When:   Wednesday, June 28, 2000
Where:  Hershey Medical Center, Hershey, PA

~ Minutes ~

The June 28th, 2000 KEYPOCC meeting was held at Hershey Medical Center and was hosted by Dawn Earnest and Jennifer Barkman of Pinnacle Health. The guest speaker was Rodney Stewart MT (ASCP) from the College of American Pathologists. Lunch was provided by Abbott and a brief presentation was given by Leslie Pratt, Account Representative for Abbott.

The morning began with a fun ice breaker game organized by Jennifer Barkman designed to have everyone meet new people and to get to know previous acquaintances a little bit better.

The meeting then progressed to the topic of the day - CAP regulations presented by Rodney Stewart, Inspection Specialist. Rodney began with an overview of what constitutes point of care testing and proceeded into what we need to expect when preparing for an inspection. There were quit a few topics that generated numerous questions from the members of KEYPOCC. Listed are these "hot topics."

1) Differentiating between linearity and calibration verification. Although these terms are often used interchangeably, they are two different subjects. Calibration verification is used to verify the reportable range. You are taking specimens with known values, running the specimens and determining if the results are within the allowable limits set by the manufacturer of the specimens. You must be sure to have a min, mid, and max specimen. When doing a linearity study you can take any elevated specimen and make dilutions of that specimen. You then run the specimen and the dilutions and determine if there is a linear relationship. This is not the same as calibration verification since the analyte concentration is unknown. Many of the kits that we use for calibration verification or also linearity kits. Calibration verification is required every 6 months on all instruments.

2) To the delight of many in the room, CAP is dropping weekly review of QC!!!

3) Electronic Simulators (EQC) can be used in lieu of liquid controls for waived or moderately complex analyzers. The frequency of liquid controls must, at a minimum, meet the manufacturer's requirements. Coordinators should use caution with these guidelines because the State has different requirements.
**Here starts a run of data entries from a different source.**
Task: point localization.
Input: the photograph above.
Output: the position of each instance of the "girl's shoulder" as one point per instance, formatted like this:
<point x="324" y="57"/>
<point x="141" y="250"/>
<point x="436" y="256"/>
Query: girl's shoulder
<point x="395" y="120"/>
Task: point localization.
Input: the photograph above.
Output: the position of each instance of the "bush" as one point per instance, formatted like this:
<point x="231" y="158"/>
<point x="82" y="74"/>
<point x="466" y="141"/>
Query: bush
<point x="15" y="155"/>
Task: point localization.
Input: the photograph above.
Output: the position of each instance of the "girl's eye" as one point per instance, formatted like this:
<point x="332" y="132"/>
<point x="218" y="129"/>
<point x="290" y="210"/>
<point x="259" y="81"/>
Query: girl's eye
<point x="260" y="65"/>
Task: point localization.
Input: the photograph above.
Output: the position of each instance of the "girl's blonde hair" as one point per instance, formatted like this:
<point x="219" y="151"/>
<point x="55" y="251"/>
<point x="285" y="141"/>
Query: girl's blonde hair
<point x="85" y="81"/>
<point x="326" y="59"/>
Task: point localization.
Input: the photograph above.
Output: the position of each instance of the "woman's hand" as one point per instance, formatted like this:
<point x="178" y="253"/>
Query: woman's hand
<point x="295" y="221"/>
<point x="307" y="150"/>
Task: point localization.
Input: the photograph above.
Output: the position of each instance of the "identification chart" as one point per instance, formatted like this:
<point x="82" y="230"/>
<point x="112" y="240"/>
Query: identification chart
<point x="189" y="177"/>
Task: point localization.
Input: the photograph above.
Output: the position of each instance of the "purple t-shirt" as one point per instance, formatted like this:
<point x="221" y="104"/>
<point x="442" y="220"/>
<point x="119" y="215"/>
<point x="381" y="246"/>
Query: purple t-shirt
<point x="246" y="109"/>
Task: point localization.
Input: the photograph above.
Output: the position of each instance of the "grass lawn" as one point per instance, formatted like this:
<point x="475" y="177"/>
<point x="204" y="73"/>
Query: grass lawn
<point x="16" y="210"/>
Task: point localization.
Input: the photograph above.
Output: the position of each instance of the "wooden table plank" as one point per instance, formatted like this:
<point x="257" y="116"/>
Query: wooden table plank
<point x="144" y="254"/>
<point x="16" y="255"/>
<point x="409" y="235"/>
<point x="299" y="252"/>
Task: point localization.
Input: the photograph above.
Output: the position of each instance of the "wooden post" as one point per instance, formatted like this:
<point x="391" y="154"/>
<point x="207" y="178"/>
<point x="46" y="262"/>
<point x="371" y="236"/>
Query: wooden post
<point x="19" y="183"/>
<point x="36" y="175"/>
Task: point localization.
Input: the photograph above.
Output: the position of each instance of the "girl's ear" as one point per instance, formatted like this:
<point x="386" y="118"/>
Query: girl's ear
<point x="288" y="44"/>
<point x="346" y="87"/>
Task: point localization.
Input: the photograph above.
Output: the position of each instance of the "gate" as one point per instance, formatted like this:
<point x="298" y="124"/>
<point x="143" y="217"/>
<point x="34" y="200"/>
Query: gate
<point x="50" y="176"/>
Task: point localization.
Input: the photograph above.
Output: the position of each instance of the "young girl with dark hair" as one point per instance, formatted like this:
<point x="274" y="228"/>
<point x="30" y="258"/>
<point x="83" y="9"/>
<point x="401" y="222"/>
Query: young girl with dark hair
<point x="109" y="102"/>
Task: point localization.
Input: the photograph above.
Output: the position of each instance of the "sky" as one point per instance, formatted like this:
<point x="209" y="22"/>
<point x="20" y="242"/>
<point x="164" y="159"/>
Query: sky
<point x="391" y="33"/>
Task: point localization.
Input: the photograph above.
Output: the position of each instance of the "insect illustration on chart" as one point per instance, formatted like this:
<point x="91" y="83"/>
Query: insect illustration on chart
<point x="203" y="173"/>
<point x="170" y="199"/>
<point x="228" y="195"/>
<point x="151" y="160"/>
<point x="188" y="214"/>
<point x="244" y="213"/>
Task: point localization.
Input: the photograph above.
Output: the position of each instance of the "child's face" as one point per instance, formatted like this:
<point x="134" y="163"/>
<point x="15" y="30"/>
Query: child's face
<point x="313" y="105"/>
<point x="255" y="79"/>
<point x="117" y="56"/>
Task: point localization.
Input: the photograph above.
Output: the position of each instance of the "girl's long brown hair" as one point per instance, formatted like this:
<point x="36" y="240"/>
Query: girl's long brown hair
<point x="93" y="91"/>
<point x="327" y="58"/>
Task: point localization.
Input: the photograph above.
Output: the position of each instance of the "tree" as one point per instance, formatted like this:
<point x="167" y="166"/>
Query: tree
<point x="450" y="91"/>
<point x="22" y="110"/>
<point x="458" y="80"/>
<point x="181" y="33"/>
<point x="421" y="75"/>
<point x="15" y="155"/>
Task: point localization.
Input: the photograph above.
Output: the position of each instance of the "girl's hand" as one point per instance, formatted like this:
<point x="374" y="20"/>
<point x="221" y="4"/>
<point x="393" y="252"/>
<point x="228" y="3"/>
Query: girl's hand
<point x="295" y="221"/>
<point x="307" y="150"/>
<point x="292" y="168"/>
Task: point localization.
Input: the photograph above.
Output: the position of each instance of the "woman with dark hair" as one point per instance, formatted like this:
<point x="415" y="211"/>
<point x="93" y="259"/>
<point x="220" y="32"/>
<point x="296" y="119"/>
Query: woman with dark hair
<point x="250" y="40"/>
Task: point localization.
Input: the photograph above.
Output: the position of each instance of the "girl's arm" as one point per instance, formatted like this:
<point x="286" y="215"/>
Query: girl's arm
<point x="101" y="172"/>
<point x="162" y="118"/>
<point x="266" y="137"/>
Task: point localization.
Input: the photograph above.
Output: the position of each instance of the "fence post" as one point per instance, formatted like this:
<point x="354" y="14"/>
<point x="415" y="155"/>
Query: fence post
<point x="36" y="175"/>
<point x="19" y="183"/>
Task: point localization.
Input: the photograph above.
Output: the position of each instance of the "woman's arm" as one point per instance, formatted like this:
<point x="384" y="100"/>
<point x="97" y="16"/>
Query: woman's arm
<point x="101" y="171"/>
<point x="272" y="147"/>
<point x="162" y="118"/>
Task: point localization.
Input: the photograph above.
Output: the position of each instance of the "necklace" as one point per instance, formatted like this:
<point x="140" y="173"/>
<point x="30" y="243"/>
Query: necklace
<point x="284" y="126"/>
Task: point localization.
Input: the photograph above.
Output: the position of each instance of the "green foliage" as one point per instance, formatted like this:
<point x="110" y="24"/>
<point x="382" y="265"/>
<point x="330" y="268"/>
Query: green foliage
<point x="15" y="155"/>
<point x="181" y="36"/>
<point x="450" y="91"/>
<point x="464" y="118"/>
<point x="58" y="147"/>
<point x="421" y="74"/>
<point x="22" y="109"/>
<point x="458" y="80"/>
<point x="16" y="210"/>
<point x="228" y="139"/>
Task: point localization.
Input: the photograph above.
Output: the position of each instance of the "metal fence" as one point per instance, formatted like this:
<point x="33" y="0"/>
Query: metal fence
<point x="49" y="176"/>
4) The following is a list of what we should look for when conducting an inspection at another institution:

1) Patient results are not reported if QC is out
2) QC is performed by the same individuals who perform the testing
3) All reagents are appropriately labeled.
4) Patient results are reported with reference or interpretive ranges
5) Maintenance checks and function checks are performed and documented.
6) Corrective action is implemented and recorded
7) Proficiency testing is rotated among all testing personnel
8) Supervisory review of QC and maintenance records
9) If supervisor is not on-site, review of patient results within 24 hrs of reporting.
10) Individuals performing the testing are identified on the report
11) Ongoing training and competency program.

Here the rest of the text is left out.